George McGovern, a proud liberal who argued fervently against the Vietnam War as a senator from South Dakota and suffered one of the most crushing defeats in presidential election history against Richard Nixon in 1972, died yesterday.
He was 90.
A spokesman for McGovern’s family, Steve Hildebrand, told reporters that McGovern died at 5:15am yesterday at a hospice in Sioux Falls, surrounded by family and lifelong friends.
“We are blessed to know that our father lived a long, successful and productive life advocating for the hungry, being a progressive voice for millions and fighting for peace.
“He continued giving speeches, writing and advising all the way up to and past his 90th birthday, which he celebrated this summer,” a family statement released by Hildebrand said.
A decorated World War II bomber pilot, McGovern said he learned to hate war by waging it.
In his disastrous race against Nixon, he promised to end the conflict in Vietnam and cut defence spending by billions of dollars.
He helped create the Food for Peace programme and spent much of his career believing the US should be more accommodating to the former Soviet Union.
Never a showman, he made his case with a style as plain as the prairies where he grew up, often sounding more like the Methodist minister he’d once studied to be than a longtime US senator and three-time candidate for president.
And McGovern never shied from the word “liberal”, even as other Democrats blanched at the label and Republicans used it as an epithet.
“I am a liberal and always have been,” McGovern said in 2001. “Just not the wild-eyed character the Republicans made me out to be.”
Americans voting for president in 1972 were aware of the Watergate break-in, but the most damaging details of Nixon’s involvement would not emerge until after election day.
McGovern tried to make a campaign issue out of the bungled attempt to wiretap the offices of the Democratic National Committee, and he called Nixon the most corrupt president in history, but the issue could not eclipse the embarrassing mis-steps of his own campaign.
McGovern was tortured by the selection of Missouri Sen Thomas F Eagleton as vice-presidential nominee, and 18 days later, following the disclosure that Eagleton had undergone electroshock therapy for depression, the decision to drop him from the ticket despite having pledged to back him “1,000%”.
It was at once the most memorable and the most damaging line of his campaign, and called “possibly the most single damaging faux pas ever made by a presidential candidate” by the late political writer Theodore H White.
After a hard day’s campaigning — Nixon did virtually none — McGovern would complain to those around him that nobody was paying attention.

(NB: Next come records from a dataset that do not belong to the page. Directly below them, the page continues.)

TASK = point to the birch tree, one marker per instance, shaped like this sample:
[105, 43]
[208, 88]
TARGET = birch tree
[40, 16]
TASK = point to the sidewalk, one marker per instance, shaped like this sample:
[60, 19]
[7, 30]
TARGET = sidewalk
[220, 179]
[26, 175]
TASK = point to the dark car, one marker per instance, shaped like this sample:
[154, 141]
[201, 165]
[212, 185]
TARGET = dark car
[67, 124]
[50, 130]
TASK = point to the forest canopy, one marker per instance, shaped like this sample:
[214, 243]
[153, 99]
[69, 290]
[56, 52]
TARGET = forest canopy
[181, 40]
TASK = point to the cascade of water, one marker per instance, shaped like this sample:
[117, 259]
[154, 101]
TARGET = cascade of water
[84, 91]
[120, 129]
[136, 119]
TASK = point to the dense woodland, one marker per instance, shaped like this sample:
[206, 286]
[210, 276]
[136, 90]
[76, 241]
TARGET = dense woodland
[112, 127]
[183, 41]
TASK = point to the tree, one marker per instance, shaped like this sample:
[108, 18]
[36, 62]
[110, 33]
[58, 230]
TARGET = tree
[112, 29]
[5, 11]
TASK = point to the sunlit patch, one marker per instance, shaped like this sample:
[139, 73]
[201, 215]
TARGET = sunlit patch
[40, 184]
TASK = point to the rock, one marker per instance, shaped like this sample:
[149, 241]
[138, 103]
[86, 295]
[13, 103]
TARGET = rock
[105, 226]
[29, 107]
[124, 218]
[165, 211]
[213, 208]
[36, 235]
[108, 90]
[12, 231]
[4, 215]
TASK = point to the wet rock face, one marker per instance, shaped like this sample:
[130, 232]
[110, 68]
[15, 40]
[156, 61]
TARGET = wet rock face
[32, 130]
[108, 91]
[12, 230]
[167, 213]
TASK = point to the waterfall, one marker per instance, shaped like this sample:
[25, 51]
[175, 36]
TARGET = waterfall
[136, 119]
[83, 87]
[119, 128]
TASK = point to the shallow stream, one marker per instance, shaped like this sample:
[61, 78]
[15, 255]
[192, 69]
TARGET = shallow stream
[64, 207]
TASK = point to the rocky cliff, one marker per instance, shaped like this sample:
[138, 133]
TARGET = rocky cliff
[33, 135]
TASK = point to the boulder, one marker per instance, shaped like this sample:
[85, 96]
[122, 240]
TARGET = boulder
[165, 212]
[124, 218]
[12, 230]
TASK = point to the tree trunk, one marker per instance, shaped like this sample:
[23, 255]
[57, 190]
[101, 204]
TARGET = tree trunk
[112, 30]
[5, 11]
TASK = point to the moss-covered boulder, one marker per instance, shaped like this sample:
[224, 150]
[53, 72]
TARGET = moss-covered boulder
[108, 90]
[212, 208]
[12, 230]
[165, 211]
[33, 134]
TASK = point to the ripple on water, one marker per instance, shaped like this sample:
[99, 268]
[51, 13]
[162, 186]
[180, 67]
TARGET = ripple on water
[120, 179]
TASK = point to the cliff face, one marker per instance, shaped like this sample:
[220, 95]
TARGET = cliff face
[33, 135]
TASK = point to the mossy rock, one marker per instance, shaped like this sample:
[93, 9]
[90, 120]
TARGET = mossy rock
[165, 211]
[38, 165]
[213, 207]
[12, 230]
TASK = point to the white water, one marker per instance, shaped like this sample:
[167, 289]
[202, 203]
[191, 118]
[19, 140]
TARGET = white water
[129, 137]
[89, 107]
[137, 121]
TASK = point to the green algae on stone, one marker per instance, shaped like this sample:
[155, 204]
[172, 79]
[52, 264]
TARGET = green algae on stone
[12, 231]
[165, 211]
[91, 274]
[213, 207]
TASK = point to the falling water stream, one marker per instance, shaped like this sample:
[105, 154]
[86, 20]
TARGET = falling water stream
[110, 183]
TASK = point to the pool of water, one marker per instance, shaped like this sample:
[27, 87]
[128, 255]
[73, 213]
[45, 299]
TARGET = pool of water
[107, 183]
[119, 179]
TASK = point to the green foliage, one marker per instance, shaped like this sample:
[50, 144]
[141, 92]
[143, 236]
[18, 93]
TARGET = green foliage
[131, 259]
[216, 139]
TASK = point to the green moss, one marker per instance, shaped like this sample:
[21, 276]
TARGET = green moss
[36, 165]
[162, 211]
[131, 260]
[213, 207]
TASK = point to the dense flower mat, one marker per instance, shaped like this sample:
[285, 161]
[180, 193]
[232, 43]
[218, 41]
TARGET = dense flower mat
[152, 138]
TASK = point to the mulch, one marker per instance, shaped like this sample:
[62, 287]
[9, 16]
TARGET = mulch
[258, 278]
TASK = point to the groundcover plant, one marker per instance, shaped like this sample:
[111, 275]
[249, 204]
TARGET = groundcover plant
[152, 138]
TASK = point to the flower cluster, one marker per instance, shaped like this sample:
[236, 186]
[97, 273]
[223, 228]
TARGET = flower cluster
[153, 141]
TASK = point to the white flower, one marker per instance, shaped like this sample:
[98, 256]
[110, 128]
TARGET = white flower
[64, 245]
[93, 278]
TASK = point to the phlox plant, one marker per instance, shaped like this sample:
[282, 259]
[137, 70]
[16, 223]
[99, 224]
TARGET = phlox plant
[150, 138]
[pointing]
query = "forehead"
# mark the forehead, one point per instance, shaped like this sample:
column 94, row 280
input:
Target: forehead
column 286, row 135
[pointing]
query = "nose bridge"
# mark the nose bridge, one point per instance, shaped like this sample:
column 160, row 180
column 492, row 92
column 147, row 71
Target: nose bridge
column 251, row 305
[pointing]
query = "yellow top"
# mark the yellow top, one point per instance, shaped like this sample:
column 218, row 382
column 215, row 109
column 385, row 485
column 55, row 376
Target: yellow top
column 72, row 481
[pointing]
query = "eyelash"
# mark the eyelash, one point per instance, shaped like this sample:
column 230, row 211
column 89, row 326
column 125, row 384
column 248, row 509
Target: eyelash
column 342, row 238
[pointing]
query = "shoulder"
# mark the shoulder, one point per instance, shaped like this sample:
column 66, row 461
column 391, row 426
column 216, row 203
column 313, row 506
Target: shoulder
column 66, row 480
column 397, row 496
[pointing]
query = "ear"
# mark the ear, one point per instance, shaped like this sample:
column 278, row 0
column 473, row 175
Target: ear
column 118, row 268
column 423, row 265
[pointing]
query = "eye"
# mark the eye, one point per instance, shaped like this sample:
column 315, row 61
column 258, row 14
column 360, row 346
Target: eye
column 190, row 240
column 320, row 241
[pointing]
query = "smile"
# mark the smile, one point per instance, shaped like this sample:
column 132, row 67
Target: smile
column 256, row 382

With R Sargent Shriver as his running mate, he went on to carry only Massachusetts and the District of Columbia, winning just 38% of the popular vote.
“Tom and I ran into a little snag back in 1972 that in the light of my much advanced wisdom today, I think was vastly exaggerated,” McGovern said at an event with Eagleton in 2005. Noting that Nixon and his running mate, Spiro Agnew, would both ultimately resign, he joked: “If we had run in 1974 instead of 1972, it would have been a piece of cake.”